The revelations about the spying activities of the NSA continue to reverberate around the world. Most Americans seem to be primarily concerned with the issue of whether their 4th amendment rights might be violated. Collection of data about citizens and governments of other nations has raised little concern in US discourse. One frequently hears the comment that it is the job of the NSA to spy on foreigners. Various developments are beginning to suggest that this view may be seriously short sighted.
The internet as we know it today originated in the good old USA. Networks from the 1960s such as ARPANET developed the technology that was the take off point. It was in the 1980s that it developed into a globally connected internet. The major infrastructure such as the backbone that routes traffic is located in the US. The dominant tech companies such as Microsoft, Google and Facebook are also based there.
The revelation provided by Edward Snowden have provided documentation as to how the NSA has made use of these US based facilities in its data collection activity. The US tech companies have been involved in some degree of cooperative effort with government data collection. They would have us believe that they have only done so when forced to comply by secret court order. Some of them are presently attempting to get the secret orders declassified in an effort to establish their “innocence”. However, other revelations about the installation of backdoors in applications and netwroks are suggesting that the government/private cooperation has been considerably more extensive.
These developments have already raised the possibility of individuals and businesses switching their business from US based tech companies to those based in other countries.
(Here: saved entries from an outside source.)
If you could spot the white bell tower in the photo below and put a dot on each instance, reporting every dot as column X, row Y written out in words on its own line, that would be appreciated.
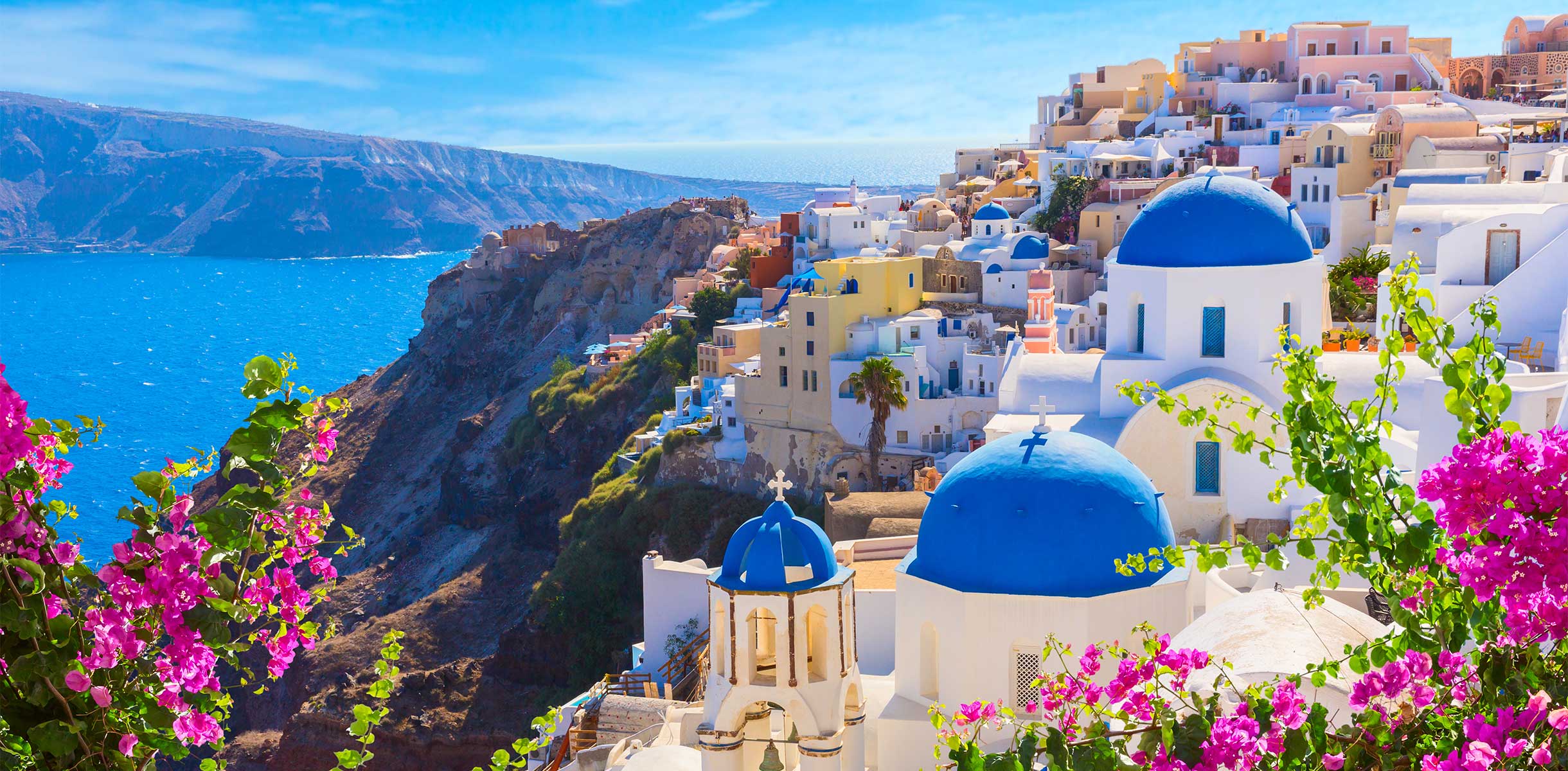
column 783, row 657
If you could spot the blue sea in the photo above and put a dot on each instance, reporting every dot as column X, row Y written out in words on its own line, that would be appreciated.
column 880, row 162
column 154, row 344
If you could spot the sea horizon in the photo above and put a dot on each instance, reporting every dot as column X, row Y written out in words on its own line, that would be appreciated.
column 828, row 162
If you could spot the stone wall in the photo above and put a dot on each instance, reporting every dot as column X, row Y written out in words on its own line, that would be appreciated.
column 940, row 275
column 808, row 458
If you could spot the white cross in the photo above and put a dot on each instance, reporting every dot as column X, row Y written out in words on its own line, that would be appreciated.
column 780, row 484
column 1045, row 408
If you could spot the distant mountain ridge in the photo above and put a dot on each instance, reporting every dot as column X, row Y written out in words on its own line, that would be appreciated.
column 80, row 176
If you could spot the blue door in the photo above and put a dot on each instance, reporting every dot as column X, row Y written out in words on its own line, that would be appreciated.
column 1206, row 469
column 1214, row 331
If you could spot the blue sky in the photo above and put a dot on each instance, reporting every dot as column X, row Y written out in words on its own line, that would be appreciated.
column 501, row 74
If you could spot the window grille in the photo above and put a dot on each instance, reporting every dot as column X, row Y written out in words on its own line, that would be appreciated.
column 1026, row 669
column 1214, row 331
column 1137, row 342
column 1206, row 472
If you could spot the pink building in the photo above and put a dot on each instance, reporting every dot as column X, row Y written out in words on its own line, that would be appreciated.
column 1323, row 54
column 1040, row 328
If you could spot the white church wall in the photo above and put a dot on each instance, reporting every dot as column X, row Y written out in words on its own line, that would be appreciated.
column 673, row 593
column 977, row 637
column 1167, row 452
column 1540, row 400
column 1006, row 289
column 875, row 612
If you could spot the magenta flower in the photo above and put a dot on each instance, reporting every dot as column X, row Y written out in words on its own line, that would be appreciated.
column 77, row 680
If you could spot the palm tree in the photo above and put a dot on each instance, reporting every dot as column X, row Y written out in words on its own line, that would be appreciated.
column 880, row 384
There are an ample number of them with the capacity to provide the same type of services. However, that still leaves the infrastructure that is used by everyone accessing the internet. It has been revealed that the NSA and the British intelligence service have been scooping up raw data from the backbone and the trans-Atlantic cables and storing it and attempting to decrypt it. The nature of the internet is such that a message going from Hong Kong to Berlin may have much or all of its content pass through the US.
Various governments have reacted with expressions ranging from concern to anger over reports of US spying on their governments and on the lives of private citizens in their country. Now one of them is formulating a plan to do something about it.
Brazil plans to divorce itself from the U.S.-centric Internet over Washington's widespread online spying, a move that many experts fear will be a potentially dangerous first step toward fracturing a global network built with minimal interference by governments.This is not just angry rhetoric for public consumption. Brazil already has some very specific plans for internet independence underway.
President Dilma Rousseff ordered a series of measures aimed at greater Brazilian online independence and security following revelations that the U.S. National Security Agency intercepted her communications, hacked into the state-owned Petrobras oil company's network and spied on Brazilians who entrusted their personal data to U.S. tech companies such as Facebook and Google.
The leader is so angered by the espionage that she's considering cancelling a trip to Washington next month where she's scheduled to be honored with a state dinner.
Requiring that the data of Brazilian users be stored on servers located in Brazil
Laying direct under water fiber optic cables to Europe and dirrect links to other South American nations
Telebras, the state run communications company, plans to launch its own satellite in 2016
Building more internet exchange points to route data away from the US
It's postal service is creating an encrypted email service
Brazil has a growing partnership with other nations that have emerging economies, known as the BRICS, Brazil, Russia, India, China and South Africa.
If such a response is adopted by other countries it could have far ranging impacts on the internet as we know it. It could lead to a Balkanization that limits the seamless global communication that we have become accustomed to. None of this looks like a bright spot for Silicon Valley. If major disruptions do come about, much of the responsibility can be laid at the feet of the US government and its overreach.